Выдающийся исследователь и популяризатор Сибири Н.М. Ядринцев, характеризуя колонизуемый регион в своём историко-публицистическом очерке «Общественная жизнь Сибири», писал: «Жизнь нашей страны (Сибири – М.Ч.) вовсе не носит отпечатка той блестящей цивилизации, которые вырабатывают передовые народы и которой рукоплещет мир; напротив, наша жизнь представляет грустную картину захолустья, свойственную всем дальним провинциям, составляющим Империю русскую»[112]. В фундаментальном монографическом исследовании «Сибирь как колония в географическом, этнографическом и историческом отношении» он же сформулировал тезис о зачаточном состоянии общественных и умственных интересов в местных условиях, равнодушии к образованию, примитивности литературных и эстетических потребностей, нравственном «оцепенении» сибирского общества[113].

Предшественник Н.М. Ядринцева в деле изучения Сибири П.А. Словцов, иронично восклицал:

Ей Богу! Там жить лучше, где повязкой

Глаза завешены – не видят вдаль,

Где маракуют часослов с указкой,

Не зная, кто таков Руссо, Рейналь…[114].

    В то же время, рассуждая о потенциале Сибири, многие исследователи и государственные деятели неоднократно подчёркивали, что в русской колонизации Зауралья изначально лежало прогрессивное начало, когда «сибирское население, рассыпавшись по широким пространствам нашей земли, проводило жизнь в борьбе с природой и дикими народами Сибири…,и это был героический период нашей истории…, в авантюризме и искании приключений выразилось желание лучшего, стремление к улучшению своего быта и созданию жизни на новых началах»[115]. М.М. Сперанский именовал Сибирь страной Дон-Кихотов, страной, которая «достойна и по всем отношениям требует государственных соображений»[116].

    Причину подобного противоречия, определившего слабость и «абсентизм» сибирского общества при благоприятных потенциальных возможностях, можно обнаружить, разобравшись в специфике колонизационного процесса, поняв, сколь особым было место Сибири в составе Московского государства и Российской империи.

    Современными исследователями признаётся, что главными составляющими процесса включения Сибири в состав России являлись отдельность и интегрированность.

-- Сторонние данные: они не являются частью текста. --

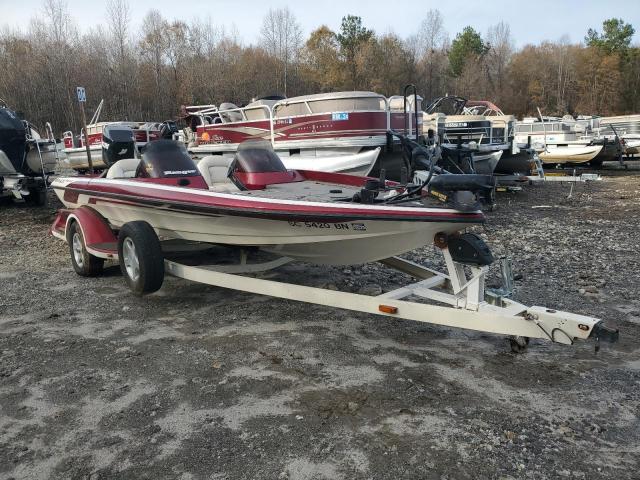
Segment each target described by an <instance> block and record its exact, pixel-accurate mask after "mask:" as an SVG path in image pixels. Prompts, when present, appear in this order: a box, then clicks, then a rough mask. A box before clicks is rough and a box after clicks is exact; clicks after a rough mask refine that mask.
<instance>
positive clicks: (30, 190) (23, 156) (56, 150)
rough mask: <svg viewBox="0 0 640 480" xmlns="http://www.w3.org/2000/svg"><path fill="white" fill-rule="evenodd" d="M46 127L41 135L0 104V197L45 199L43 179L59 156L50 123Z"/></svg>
mask: <svg viewBox="0 0 640 480" xmlns="http://www.w3.org/2000/svg"><path fill="white" fill-rule="evenodd" d="M46 129H47V135H48V136H47V138H42V137H41V136H40V134H39V133H38V131H37V130H36V129H35V127H34V126H33V125H32V124H31V123H29V122H28V121H26V120H22V119H20V118H18V116H17V115H16V113H15V112H14V111H13V110H11V109H9V108H8V107H5V106H0V197H13V198H16V199H24V200H26V201H33V202H34V203H37V204H43V203H44V202H45V201H46V180H47V177H48V176H49V174H51V173H53V171H54V169H55V167H56V165H57V162H58V158H59V156H60V151H59V149H58V143H57V142H56V140H55V138H54V137H53V130H52V128H51V125H50V124H48V123H47V125H46Z"/></svg>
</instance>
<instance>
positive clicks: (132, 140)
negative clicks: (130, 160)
mask: <svg viewBox="0 0 640 480" xmlns="http://www.w3.org/2000/svg"><path fill="white" fill-rule="evenodd" d="M135 148H136V143H135V137H134V135H133V130H132V129H131V127H128V126H126V125H106V126H105V127H104V130H103V131H102V161H103V162H104V164H105V165H106V166H107V167H110V166H111V165H113V164H114V163H116V162H117V161H118V160H122V159H125V158H135V156H136V155H135Z"/></svg>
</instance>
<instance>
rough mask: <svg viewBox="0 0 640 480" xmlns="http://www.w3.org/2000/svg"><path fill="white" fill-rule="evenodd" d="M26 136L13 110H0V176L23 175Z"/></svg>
mask: <svg viewBox="0 0 640 480" xmlns="http://www.w3.org/2000/svg"><path fill="white" fill-rule="evenodd" d="M26 144H27V134H26V131H25V127H24V123H23V122H22V121H21V120H20V119H19V118H18V116H17V115H16V114H15V112H14V111H13V110H10V109H8V108H4V107H2V108H0V175H3V174H4V175H7V174H15V173H24V172H23V169H24V167H25V152H26Z"/></svg>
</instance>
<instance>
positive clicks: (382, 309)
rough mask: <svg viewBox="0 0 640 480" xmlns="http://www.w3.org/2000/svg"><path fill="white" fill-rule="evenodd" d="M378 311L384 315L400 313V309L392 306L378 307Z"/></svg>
mask: <svg viewBox="0 0 640 480" xmlns="http://www.w3.org/2000/svg"><path fill="white" fill-rule="evenodd" d="M378 310H380V311H381V312H382V313H398V307H392V306H391V305H378Z"/></svg>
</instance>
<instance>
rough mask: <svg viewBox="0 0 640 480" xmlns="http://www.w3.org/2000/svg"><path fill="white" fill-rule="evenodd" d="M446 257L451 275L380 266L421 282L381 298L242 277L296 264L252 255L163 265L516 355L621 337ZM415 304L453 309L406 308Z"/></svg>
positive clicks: (232, 283) (413, 305)
mask: <svg viewBox="0 0 640 480" xmlns="http://www.w3.org/2000/svg"><path fill="white" fill-rule="evenodd" d="M441 250H442V253H443V254H444V258H445V263H446V265H447V269H448V271H449V274H448V275H446V274H443V273H440V272H437V271H435V270H431V269H429V268H427V267H425V266H422V265H419V264H417V263H414V262H411V261H408V260H405V259H402V258H399V257H391V258H387V259H384V260H381V263H383V264H385V265H387V266H389V267H391V268H393V269H396V270H398V271H401V272H404V273H407V274H409V275H411V276H413V277H415V278H417V279H419V281H417V282H416V283H413V284H410V285H407V286H404V287H401V288H397V289H395V290H392V291H389V292H386V293H382V294H381V295H377V296H368V295H362V294H357V293H350V292H342V291H336V290H329V289H325V288H318V287H309V286H304V285H298V284H294V283H286V282H279V281H274V280H265V279H260V278H253V277H248V276H244V275H243V276H241V277H240V274H242V273H254V272H259V271H266V270H271V269H273V268H277V267H280V266H282V265H285V264H286V263H289V262H291V261H293V260H292V259H290V258H287V257H279V258H277V259H276V260H272V261H269V262H266V263H262V264H250V263H248V262H247V255H246V252H244V253H243V254H242V255H241V261H240V263H239V264H236V265H207V266H189V265H184V264H182V263H179V262H177V261H173V260H167V259H165V272H166V273H169V274H171V275H173V276H176V277H180V278H184V279H187V280H191V281H194V282H199V283H204V284H207V285H212V286H216V287H222V288H230V289H233V290H239V291H243V292H248V293H254V294H260V295H268V296H272V297H277V298H283V299H288V300H296V301H302V302H307V303H312V304H316V305H325V306H329V307H336V308H343V309H347V310H353V311H357V312H365V313H373V314H378V315H384V316H386V317H392V318H396V319H402V320H413V321H417V322H422V323H431V324H434V325H443V326H448V327H457V328H464V329H469V330H477V331H481V332H489V333H495V334H501V335H507V336H511V337H512V338H511V342H512V348H513V349H514V351H520V350H521V349H524V347H525V346H526V344H527V343H528V339H529V338H540V339H545V340H550V341H552V342H555V343H560V344H565V345H572V344H573V343H574V341H575V340H579V339H582V340H584V339H587V338H589V337H591V338H594V339H595V340H596V342H598V340H599V337H600V336H602V337H603V339H604V340H609V341H615V340H614V339H612V338H611V335H612V334H613V335H615V338H616V339H617V331H613V330H610V329H608V328H607V327H604V326H603V325H602V321H601V320H600V319H598V318H594V317H589V316H585V315H578V314H574V313H569V312H563V311H556V310H552V309H548V308H545V307H540V306H533V307H527V306H525V305H522V304H520V303H518V302H516V301H513V300H510V299H507V298H504V297H501V296H499V295H496V294H492V293H491V292H486V291H485V285H484V284H485V278H486V274H487V272H488V270H489V267H488V266H482V267H470V266H468V265H467V267H468V268H469V269H470V270H471V275H467V273H466V272H465V265H463V264H461V263H458V262H456V261H454V260H453V258H452V256H451V253H450V252H449V250H448V248H447V247H444V248H442V249H441ZM239 277H240V278H239ZM410 296H413V297H417V298H418V299H420V300H430V301H433V302H438V303H440V304H444V305H447V306H442V305H433V304H429V303H421V302H420V301H412V300H408V299H407V298H408V297H410ZM602 330H604V332H602ZM614 332H615V333H614Z"/></svg>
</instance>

    Отдельность Сибири была в первую очередь обусловлена географической её отдалённостью и, как следствие, малодоступностью, а также политическими условиями, в которых реализовывался процесс приобретения восточных окраин страны. При этом отметим, что освоение края на рубеже ХVI – ХVII вв., выразившееся в быстром продвижении к Тихому океану и Амуру, создании пунктов постоянной русской оседлости, обуславливалось двумя факторами: потребностью пополнения казны в эпоху лихолетья и наличием социальных групп, способных к практическому действию: казачества, ущемлённого ходом централизации европейских государств, черносошного и посадского населения севера Руси, слабо задетого Смутой.

    Н.М. Ядринцев отмечал, что Сибирь по происхождению есть продукт самостоятельного народного творчества, в основе которого «лежат бродяжнические инстинкты русского народа». Стремление населения постоянно уходить от государственного гнёта: фискального и политического, ежегодно выбрасывало на вновь приобретённые окраины тысячи людей.

    Параллельно вольно-народной, развивалась и колонизация правительственная. Причём, государственное вмешательство в ход колонизации означало на практике выстраивание политики по интеграции Сибири в состав России, адекватной представлениям властей о подобной деятельности в ХVI – ХVII вв.: воеводам предписывалось ставить «заставы крепкие, чтобы запретить беглым перебираться в Сибирь», драгунские команды разъезжали по Сибири ловить беглецов и беспаспортных, которых забирали и «судили». В это же время начиналась перепись переселившихся, - обложение податью, установление надзора за беглыми, устройство таможен и создание оседлой городской жизни.

    Противостояние двух тенденций – отдельности и интегрированности достигли наибольшей степени конфликтности к середине ХIХ столетия. В условиях географической отдалённости Сибири складывалась парадоксальная ситуация: необходимость жёсткого контроля со стороны властей над местной администрацией и естественным желанием вотчинного государства не допустить сепаратизма сочеталась с неограниченностью полномочий регионального управления, распространявшихся на финансовую и частную жизнь граждан. По констатации Н.М. Ядринцева, злоупотребляющие властью воеводы и губернаторы, вроде Гагарина и Пестеля, разоряли Сибирь своим управлением[117]. Как говорилось в Соликамском летописце: «…Сибирь была наполнена присяжными разбойниками, кормящимися властями, т.е. воеводами, комиссарами, приставами, для которых украсть, ограбить, даже убить человека из-за денег, продать душу за алтын считалось делом обыкновенным»[118].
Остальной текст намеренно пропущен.